Figure 10. Drip-free connectors make connections fast, clean and reliable
Finally, connections between cooling system elements are typically a combination of piping and hoses to adapt to the implementation. There’s a large range of flexible hoses from the hydraulics industry that handle a wide temperature range and include UV rated offerings for outdoor installations. Rigid piping is typically used for longer distances and support. Metal piping provides greater support at greater cost while plastic piping costs less and is easier to work with – but provides less support. Depending on site requirements, rigid piping can be buried or above ground, and can run long distances – 10’s or 100’s of meters – for which you can use insulated piping to reduce impact on heat exchanger thermal load.

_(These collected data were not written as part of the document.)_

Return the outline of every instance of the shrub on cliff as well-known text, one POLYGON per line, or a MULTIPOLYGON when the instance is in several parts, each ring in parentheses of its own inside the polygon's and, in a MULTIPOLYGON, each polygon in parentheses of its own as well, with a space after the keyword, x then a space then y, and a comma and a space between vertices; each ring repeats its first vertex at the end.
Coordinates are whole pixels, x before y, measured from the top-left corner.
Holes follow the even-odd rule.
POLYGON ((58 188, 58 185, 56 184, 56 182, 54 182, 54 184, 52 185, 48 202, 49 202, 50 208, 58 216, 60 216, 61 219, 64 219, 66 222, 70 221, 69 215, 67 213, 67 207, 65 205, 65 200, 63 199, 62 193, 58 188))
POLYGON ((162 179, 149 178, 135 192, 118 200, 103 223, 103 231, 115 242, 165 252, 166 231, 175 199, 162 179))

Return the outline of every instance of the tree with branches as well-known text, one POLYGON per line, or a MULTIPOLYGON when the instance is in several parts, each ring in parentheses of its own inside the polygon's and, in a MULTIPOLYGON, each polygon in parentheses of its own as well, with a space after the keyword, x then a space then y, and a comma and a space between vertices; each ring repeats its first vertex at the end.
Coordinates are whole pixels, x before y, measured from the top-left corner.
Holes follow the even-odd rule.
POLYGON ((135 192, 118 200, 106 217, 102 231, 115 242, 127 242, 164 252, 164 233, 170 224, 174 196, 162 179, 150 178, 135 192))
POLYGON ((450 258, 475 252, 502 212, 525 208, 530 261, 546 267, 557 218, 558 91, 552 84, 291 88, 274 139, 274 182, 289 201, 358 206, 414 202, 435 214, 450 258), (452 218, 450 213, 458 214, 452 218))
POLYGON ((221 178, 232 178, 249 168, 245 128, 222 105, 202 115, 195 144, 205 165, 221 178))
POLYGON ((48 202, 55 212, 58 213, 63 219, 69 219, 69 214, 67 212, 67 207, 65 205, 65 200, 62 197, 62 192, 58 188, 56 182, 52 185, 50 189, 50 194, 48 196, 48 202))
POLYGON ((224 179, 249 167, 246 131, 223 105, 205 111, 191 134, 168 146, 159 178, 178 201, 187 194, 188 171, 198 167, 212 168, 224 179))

Figure 11. A wide range of pipes and hoses are available for installation flexibili
Liquid-Cooled HPA Solutions.
The significant advantages of liquid-cooled HPAs make it straightforward to select liquid-cooling for new terminals with large RF power requirements, and a viable option for existing terminal upgrades. Whether to reduce or eliminate maintenance issues, simplify hub design, eliminate a large thermal load from indoor HPAs, or reduce noise in your neighborhood, you will probably find yourself thinking about using these. The cooling system equipment needed is readily available and not costly, so more and more teleports and gateways will be implementing liquid-cooled HPAs.